Thermal Evaluation of Graphene Nanoplatelets Nanofluid in a Fast-Responding HP with the Potential Use in Solar Systems in Smart Cities

Abstract

An experimental study was undertaken to assess the heat-transfer coefficient (HTC) of graphene nanoplatelets-pentane nanofluid inside a gravity-assisted heat pipe (HP). Influence of various parameters comprising heat flux, mass fraction of the nanoparticles, installation angle and filling ratio (FR) of the working fluid on the HTC of the HP was investigated. Results showed that the HTC of the HP was strongly improved due to the presence of the graphene nanoplatelets. Also, by enhancing the heat flux, the HTC of the HP was improved. Two trade-off behaviors were identified. The first trade-off belonged to the available space in the evaporator and the heat-transfer coefficient of the system. Another trade-off was identified between the installation angle and the residence time of the working fluid inside the condenser unit.
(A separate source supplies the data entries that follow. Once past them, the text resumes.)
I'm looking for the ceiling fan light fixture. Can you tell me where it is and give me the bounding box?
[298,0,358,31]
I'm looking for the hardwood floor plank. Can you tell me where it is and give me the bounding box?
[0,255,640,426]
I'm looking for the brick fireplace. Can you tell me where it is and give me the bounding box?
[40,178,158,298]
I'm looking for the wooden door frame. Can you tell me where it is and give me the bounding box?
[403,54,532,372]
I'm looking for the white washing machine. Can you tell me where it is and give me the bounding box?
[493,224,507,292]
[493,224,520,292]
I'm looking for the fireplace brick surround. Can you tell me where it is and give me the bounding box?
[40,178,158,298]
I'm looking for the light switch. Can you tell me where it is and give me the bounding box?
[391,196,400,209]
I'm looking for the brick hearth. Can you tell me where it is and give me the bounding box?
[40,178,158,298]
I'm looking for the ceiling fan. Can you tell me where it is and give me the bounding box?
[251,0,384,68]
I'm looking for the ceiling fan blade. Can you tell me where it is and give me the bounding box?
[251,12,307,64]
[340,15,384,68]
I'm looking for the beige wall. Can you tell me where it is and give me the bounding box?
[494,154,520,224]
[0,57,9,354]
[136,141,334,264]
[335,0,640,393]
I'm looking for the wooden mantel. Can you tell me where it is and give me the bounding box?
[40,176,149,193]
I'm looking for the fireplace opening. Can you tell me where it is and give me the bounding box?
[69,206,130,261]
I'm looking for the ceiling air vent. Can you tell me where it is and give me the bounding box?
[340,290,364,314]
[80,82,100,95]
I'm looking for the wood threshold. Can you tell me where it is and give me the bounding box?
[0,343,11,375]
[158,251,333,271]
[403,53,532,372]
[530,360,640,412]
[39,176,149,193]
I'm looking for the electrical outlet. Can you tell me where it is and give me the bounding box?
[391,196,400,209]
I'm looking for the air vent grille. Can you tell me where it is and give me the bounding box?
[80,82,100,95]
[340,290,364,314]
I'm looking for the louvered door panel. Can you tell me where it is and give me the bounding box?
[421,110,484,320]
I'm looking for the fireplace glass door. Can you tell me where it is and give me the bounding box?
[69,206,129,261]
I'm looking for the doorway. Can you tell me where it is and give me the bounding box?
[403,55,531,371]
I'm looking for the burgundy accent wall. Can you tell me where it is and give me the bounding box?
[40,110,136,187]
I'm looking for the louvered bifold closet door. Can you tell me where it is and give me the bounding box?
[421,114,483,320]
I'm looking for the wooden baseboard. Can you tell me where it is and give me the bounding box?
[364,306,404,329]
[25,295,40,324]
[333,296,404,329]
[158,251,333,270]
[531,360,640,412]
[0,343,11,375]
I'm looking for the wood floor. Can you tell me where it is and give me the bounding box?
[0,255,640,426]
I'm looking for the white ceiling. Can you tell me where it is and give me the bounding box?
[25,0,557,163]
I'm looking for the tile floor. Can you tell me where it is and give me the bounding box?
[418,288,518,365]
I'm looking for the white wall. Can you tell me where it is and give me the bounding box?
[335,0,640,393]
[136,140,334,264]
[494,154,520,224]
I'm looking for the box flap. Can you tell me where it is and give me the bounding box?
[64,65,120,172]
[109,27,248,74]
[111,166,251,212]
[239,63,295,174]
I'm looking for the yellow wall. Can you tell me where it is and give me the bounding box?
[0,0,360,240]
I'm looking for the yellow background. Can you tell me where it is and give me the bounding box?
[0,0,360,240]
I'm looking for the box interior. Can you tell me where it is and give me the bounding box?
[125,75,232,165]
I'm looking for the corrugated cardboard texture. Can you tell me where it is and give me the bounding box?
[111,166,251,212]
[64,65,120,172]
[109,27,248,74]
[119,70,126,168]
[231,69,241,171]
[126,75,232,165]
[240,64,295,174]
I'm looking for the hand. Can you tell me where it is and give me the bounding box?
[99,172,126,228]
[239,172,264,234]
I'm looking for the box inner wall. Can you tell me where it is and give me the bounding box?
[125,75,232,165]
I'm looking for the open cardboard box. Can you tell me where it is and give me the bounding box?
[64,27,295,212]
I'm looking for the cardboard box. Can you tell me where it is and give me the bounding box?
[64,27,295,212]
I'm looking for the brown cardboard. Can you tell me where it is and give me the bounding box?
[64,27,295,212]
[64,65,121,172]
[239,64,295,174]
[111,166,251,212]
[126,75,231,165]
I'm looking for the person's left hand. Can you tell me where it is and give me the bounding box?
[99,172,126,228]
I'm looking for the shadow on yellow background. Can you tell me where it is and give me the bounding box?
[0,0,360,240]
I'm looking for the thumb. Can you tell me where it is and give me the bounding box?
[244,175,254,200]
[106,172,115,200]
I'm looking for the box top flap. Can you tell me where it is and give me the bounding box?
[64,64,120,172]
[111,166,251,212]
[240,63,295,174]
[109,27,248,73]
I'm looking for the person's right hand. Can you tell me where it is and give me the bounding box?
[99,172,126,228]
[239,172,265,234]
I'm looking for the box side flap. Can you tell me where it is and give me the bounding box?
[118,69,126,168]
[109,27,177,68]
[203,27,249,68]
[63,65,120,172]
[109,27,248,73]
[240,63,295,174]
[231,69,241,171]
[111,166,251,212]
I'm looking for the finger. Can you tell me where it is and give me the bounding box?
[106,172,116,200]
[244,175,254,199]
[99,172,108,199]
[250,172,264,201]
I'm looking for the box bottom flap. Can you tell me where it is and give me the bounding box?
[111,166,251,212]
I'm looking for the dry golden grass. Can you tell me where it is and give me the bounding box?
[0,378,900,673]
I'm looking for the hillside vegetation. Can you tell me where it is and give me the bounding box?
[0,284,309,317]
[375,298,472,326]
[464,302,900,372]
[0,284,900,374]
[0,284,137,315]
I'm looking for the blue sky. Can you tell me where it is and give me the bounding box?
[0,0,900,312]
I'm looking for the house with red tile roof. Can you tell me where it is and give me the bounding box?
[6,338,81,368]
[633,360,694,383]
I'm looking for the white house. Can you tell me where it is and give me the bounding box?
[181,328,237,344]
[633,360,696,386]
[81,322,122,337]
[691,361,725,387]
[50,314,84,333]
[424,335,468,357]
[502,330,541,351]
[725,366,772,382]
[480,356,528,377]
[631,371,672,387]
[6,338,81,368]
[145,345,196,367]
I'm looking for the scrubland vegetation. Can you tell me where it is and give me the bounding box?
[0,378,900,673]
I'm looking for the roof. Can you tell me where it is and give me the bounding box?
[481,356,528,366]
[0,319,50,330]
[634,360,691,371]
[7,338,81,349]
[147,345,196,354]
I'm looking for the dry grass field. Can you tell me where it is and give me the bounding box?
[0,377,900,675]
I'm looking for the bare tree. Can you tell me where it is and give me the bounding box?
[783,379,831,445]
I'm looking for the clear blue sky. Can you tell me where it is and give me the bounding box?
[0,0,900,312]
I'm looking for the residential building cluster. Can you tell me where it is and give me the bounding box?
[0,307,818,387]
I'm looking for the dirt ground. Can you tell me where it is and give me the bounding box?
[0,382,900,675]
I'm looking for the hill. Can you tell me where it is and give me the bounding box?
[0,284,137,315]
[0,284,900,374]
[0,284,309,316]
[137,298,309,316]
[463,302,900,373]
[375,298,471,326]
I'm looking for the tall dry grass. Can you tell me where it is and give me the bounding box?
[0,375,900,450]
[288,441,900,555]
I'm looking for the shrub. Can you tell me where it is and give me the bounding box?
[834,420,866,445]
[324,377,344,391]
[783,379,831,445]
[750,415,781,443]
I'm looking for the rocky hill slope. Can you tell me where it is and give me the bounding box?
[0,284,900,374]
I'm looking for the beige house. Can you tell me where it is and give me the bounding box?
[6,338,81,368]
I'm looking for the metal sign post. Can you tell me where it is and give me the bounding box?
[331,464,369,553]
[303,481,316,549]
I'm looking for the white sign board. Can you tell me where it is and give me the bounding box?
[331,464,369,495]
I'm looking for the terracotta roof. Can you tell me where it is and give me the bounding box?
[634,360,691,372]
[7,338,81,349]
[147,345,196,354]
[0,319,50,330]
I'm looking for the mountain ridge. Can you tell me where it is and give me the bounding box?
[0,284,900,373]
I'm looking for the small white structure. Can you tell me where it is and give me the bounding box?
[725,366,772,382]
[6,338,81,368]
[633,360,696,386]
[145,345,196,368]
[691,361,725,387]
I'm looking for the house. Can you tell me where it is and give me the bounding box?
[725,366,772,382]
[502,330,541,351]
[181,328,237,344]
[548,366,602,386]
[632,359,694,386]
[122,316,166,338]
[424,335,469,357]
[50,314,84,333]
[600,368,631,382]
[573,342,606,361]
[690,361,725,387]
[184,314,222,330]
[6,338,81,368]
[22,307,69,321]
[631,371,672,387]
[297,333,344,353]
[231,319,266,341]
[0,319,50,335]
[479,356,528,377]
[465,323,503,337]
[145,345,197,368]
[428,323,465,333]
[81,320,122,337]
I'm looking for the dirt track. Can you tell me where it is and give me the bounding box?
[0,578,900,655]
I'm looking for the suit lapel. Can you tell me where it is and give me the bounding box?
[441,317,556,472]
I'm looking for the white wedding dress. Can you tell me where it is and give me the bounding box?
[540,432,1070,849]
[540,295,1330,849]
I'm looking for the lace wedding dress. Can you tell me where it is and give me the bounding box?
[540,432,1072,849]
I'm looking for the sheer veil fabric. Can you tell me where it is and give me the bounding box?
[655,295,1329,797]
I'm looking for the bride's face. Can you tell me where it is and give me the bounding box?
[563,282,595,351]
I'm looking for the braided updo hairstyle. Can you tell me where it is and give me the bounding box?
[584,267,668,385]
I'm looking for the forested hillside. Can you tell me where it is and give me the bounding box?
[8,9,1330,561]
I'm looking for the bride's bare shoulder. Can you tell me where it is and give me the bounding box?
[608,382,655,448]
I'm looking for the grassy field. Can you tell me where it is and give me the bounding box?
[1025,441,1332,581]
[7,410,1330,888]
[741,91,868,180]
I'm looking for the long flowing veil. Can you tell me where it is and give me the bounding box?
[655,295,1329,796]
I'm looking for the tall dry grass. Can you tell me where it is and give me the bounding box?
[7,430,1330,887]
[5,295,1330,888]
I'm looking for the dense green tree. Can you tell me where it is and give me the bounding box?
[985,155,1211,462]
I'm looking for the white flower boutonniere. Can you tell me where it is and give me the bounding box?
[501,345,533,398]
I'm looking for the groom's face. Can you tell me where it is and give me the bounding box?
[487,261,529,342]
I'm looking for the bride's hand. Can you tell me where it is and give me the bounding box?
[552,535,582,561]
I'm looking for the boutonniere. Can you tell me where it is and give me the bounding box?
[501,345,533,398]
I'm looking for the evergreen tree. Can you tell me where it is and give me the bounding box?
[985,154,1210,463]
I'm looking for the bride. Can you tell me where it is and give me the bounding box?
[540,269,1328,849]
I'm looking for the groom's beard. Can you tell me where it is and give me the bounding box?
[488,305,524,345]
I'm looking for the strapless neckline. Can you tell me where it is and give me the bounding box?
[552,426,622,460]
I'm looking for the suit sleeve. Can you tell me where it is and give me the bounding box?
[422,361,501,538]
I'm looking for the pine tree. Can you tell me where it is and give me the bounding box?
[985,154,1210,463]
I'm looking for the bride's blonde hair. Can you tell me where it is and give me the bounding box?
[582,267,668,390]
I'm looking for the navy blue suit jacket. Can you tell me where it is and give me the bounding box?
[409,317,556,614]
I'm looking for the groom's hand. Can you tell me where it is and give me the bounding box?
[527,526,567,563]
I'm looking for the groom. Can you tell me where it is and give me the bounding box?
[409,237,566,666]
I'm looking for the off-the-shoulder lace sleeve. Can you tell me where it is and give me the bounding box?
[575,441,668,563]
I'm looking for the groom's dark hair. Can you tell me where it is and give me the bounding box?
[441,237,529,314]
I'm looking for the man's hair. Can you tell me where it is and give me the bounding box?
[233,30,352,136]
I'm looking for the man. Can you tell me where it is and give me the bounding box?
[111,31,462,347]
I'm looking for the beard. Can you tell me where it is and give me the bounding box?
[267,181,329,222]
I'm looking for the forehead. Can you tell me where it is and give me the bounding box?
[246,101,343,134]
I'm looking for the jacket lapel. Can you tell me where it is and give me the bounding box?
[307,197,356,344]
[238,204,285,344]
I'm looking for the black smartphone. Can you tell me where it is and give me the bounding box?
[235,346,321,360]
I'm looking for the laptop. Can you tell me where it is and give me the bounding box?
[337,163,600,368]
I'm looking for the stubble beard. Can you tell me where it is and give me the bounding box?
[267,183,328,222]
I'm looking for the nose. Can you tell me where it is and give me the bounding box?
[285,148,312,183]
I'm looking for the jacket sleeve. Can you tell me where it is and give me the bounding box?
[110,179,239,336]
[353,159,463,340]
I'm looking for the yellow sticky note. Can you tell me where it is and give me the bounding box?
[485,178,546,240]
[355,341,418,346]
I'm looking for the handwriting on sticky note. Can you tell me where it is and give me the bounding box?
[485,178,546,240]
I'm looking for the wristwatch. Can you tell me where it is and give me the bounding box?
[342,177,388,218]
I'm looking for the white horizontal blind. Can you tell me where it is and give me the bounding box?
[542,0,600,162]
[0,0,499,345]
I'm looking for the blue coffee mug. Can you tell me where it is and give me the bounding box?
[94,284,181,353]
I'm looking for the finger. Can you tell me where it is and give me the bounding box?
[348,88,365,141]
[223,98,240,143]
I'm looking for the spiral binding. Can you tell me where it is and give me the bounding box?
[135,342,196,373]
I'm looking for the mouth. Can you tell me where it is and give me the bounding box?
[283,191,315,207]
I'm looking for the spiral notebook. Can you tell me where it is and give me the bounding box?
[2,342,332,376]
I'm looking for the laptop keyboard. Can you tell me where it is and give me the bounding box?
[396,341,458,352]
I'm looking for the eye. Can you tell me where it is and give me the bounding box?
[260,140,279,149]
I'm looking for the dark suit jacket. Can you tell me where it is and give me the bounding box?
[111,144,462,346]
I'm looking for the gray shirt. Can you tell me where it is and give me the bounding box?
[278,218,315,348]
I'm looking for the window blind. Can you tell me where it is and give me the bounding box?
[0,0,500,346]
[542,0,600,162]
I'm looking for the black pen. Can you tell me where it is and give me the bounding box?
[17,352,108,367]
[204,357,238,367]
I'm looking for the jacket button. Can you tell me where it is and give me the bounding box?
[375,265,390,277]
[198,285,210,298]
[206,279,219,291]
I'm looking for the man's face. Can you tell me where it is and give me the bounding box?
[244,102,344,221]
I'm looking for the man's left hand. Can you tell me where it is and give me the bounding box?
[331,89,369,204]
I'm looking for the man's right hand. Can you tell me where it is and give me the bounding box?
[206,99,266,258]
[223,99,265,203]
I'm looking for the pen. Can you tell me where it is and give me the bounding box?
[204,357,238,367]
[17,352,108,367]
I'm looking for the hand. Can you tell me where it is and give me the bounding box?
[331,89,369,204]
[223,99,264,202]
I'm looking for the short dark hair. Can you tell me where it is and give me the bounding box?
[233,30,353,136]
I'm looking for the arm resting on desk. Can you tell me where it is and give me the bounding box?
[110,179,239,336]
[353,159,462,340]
The installation angle and the FR of the HP were identified in which the HTC of the HP was the highest. The value of installation angle and filling ratio were 65° and 0.55, respectively. Likewise, the highest HTC was obtained at the largest mass fraction of the graphene nanoplatelets which was at wt. % = 0.3. The improvement in the HTC of the HP was ascribed to the Brownian motion and thermophoresis effects of the graphene nanoplatelets.